Barkah quickly silences them.
He pulls a roll from his bag, flips it open—it’s a map of Uchmal. Rough, but I can spot the river, the waterfall, the big main roads, the mostly round city wall. The mountains to the west, the lake to the north, that crescent-shaped clearing to the northeast. It’s everything I could see from the top of the Observatory—I wonder if that’s where he was when he drew it.
Barkah lays the map on the floor, then chirps a command. Rekis and Tohdohbak scramble to the dirt and rubble. Each of them brings back a handful of small rocks.
Barkah takes a rock, holds it between his finger and thumb. He moves it through the air, makes a strange noise with his mouth—like a little boy’s impression of a rocket engine.
He sets that rock on the map, looks at us.
“The shuttle,” O’Malley says. “That’s where the landing pad is. They know exactly where we are.”
Have they known all along? I think of Aramovsky saying how the Springers could come attack us whenever they like.
Barkah taps my cluster of marks, then he places three rocks outside the city walls, at the edge of the crescent-shaped clearing. He reaches into his bag again, pulls out three small, wooden spiders. He sets them on the other side of the clearing. He looks at me, waits.
“That must be where the Springers want to fight,” I say.
O’Malley leans in. “Three spiders. But the Springers got Coyotl’s spider, didn’t they? Shouldn’t there only be two?”
“Maybe Barkah doesn’t know we don’t have it anymore. He’s not marching with that army, so maybe he’s not part of it?”
The prince pushes the three rocks representing the Springer forces into the middle of the clearing. He pushes the three spiders out to meet them.
He pulls out more wooden toys, the ones with the wheels. He sets them on the map, in the jungle behind the clearing, on the Springer side of the battle lines. Then, he starts placing rocks with the carts. Dozens of rocks. He places more on the sides, and even more in the jungle behind the spiders.
“A trap,” I say. “They’re only going to show a few of their troops, lure the spiders out into the open. They’ll have our people surrounded from all sides. They’ll destroy us.”
How long have the spiders been slaughtering Springers? How long have the Springers cowered underground, waiting for a chance to fight? And along we come, mastering the spiders, getting them to march to our command. Maybe this is the moment Barkah’s people have been waiting for, a chance to put all the spiders in one place so they can battle it out once and for all.
I don’t know how they will lure Aramovsky to that clearing, but I don’t think it will take much. Even if Bishop recognizes the trap, will anyone listen to him? Aramovsky has total control. He has already said he wants to march to the jungle and bring the war to the Springers—he’s going to get my people slaughtered in the process.
Barkah makes one final drawing: a few lines, a half-circle, and it’s done—a ziggurat with the sun rising behind it.
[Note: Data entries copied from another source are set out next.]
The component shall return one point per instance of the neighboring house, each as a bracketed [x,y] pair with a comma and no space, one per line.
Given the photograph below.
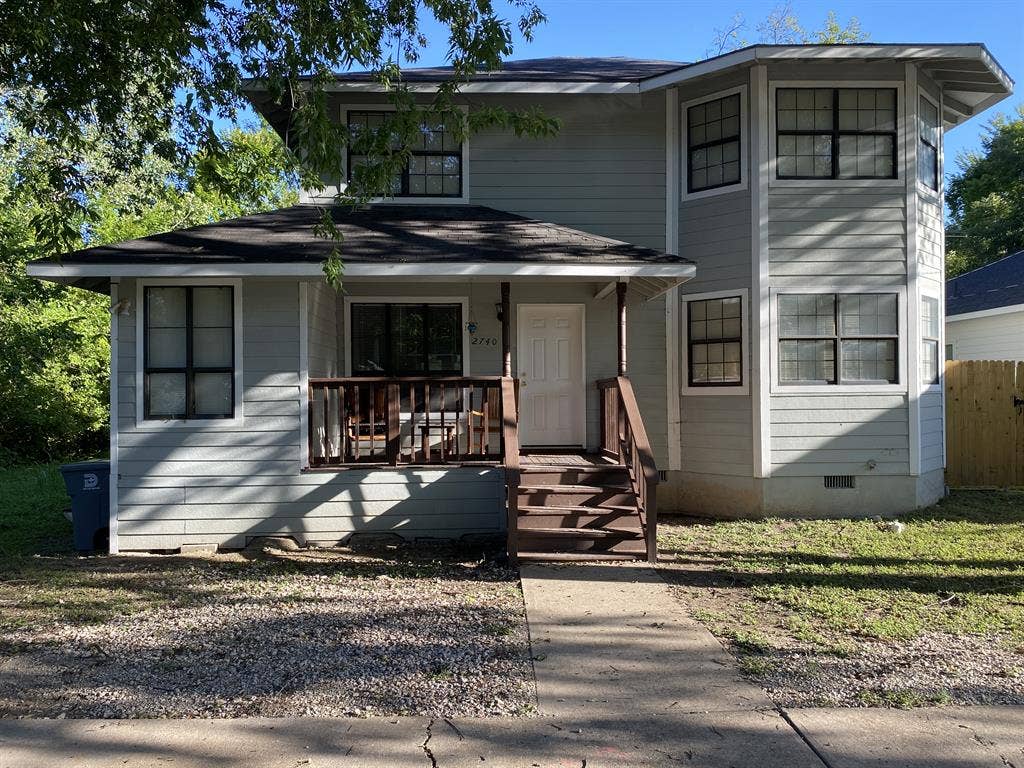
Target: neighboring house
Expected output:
[985,312]
[724,278]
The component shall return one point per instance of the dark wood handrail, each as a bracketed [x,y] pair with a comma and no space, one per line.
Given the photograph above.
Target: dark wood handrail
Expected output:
[510,439]
[625,437]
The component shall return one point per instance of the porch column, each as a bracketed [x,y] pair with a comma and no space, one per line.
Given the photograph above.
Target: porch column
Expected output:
[621,295]
[506,333]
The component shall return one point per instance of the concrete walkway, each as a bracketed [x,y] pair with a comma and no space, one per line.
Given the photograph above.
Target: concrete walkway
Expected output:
[625,678]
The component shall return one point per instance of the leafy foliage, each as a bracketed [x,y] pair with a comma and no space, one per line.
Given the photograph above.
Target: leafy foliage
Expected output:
[781,27]
[152,77]
[54,349]
[986,199]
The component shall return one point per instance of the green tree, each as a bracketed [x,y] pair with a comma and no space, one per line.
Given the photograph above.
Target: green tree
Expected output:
[54,350]
[986,198]
[152,77]
[781,27]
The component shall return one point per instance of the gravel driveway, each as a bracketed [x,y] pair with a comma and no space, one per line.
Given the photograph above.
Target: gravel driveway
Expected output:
[315,633]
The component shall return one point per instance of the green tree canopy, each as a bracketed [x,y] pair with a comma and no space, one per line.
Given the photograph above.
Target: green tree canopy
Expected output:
[986,198]
[54,352]
[151,77]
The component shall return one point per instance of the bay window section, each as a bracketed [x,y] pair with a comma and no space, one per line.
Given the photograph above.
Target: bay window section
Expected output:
[836,133]
[407,339]
[929,340]
[838,339]
[928,146]
[188,351]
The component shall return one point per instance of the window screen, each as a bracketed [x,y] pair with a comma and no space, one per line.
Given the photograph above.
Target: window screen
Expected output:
[406,339]
[713,143]
[929,340]
[434,169]
[715,342]
[838,338]
[928,146]
[188,352]
[836,133]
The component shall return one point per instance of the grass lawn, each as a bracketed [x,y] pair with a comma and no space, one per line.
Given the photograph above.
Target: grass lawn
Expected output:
[945,595]
[256,633]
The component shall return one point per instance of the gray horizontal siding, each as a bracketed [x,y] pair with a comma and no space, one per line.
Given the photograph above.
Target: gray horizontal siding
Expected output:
[221,484]
[839,434]
[603,172]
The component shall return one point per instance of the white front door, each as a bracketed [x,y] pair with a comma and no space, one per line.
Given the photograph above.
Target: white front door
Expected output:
[552,388]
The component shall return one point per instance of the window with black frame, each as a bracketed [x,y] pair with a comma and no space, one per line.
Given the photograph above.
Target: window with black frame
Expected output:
[435,167]
[928,147]
[188,351]
[407,339]
[838,338]
[716,340]
[713,144]
[836,133]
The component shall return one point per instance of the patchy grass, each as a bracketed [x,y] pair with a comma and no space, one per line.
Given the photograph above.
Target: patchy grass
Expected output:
[32,504]
[772,589]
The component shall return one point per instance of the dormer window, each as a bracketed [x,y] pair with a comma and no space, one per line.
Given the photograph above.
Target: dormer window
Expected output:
[836,133]
[435,169]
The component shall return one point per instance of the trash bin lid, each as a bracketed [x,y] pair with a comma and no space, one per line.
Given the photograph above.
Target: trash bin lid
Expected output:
[99,465]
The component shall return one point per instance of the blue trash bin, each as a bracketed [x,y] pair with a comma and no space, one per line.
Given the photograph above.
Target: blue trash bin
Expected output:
[88,486]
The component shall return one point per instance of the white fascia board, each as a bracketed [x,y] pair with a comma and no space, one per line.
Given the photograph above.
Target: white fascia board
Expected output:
[314,269]
[986,312]
[829,52]
[503,86]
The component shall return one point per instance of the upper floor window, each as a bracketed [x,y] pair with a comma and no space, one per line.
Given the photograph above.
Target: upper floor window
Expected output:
[188,352]
[838,338]
[928,145]
[836,133]
[713,143]
[435,167]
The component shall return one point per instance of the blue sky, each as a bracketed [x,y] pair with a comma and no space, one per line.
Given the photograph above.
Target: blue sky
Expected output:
[684,29]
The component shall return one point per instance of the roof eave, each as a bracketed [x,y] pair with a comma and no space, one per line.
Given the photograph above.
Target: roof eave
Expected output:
[69,272]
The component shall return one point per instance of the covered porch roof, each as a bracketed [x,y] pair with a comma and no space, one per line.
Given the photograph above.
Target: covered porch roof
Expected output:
[379,241]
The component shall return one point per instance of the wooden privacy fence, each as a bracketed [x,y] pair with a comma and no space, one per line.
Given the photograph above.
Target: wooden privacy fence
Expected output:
[984,423]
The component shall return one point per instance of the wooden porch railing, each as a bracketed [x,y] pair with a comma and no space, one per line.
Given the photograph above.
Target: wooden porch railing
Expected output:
[625,439]
[404,420]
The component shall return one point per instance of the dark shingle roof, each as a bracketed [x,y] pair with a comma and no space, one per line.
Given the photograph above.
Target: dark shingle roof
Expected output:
[555,69]
[989,287]
[378,233]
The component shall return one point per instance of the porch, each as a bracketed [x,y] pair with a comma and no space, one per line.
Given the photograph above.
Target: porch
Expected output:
[589,497]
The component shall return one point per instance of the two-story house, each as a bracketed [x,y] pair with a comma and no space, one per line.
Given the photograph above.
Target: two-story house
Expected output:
[718,291]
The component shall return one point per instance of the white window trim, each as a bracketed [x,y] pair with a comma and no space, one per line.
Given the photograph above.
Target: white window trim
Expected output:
[343,181]
[933,293]
[744,350]
[140,420]
[900,179]
[744,130]
[839,389]
[932,196]
[355,299]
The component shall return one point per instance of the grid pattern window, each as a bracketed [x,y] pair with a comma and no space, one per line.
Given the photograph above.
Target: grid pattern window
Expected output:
[188,351]
[713,143]
[434,169]
[838,339]
[407,339]
[929,340]
[715,342]
[928,147]
[836,133]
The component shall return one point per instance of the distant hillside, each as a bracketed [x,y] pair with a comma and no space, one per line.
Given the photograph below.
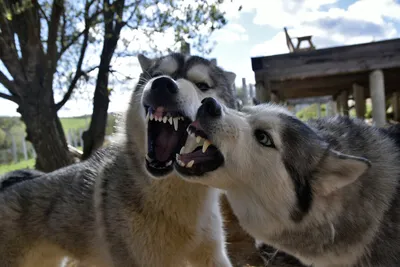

“Daybreak,” O’Malley says. “They’re going to spring the trap at dawn.”
“How do we stop it?”
O’Malley doesn’t answer.
I take Barkah’s hand. He pulls back at first, surprised, but maybe the look on my face lets him know I mean no harm. His skin is warm, his grip strong.
“We have to stop this battle,” I say. “You are royalty, or whatever—you have to get them to stop.”
O’Malley’s eyebrows rise. “Royalty?”
“Something like that,” I say. “The one we think is the leader, he has the same necklace Barkah has. They are the only Springers we’ve seen with that kind of decoration.”
That inexpressive, stone-faced look washes over O’Malley’s face.
“To stop the battle, we need a unified front,” he says. “You ask our people for peace, Barkah asks his.”
“But Aramovsky won the vote. You were there, he’s not going to listen to me. And we don’t know if Barkah’s father—or mother, or whatever—will listen to him.”
O’Malley reaches down to the map, moves the spiders back to the edge, then does the same with the rocks representing the Springers. The two sides are once again poised for battle. He walks to where the floor is dirt, looking for something particular.
“The Springers hate us because of what the Grownups did, what the spiders do,” O’Malley says. He bends, picks something up. “Many of our people hate the Springers because of Visca’s death and Aramovsky fanning the flames.”
He picks up another bit I can’t see. He walks back to the map.
“Those are key reasons, but mostly, I think the sides hate each other because we’re so different,” he says. “Different is scary. What we need is a gesture that shows we’re not so different after all. A gesture that sends a clear message—no one has to die, we can talk to each other.”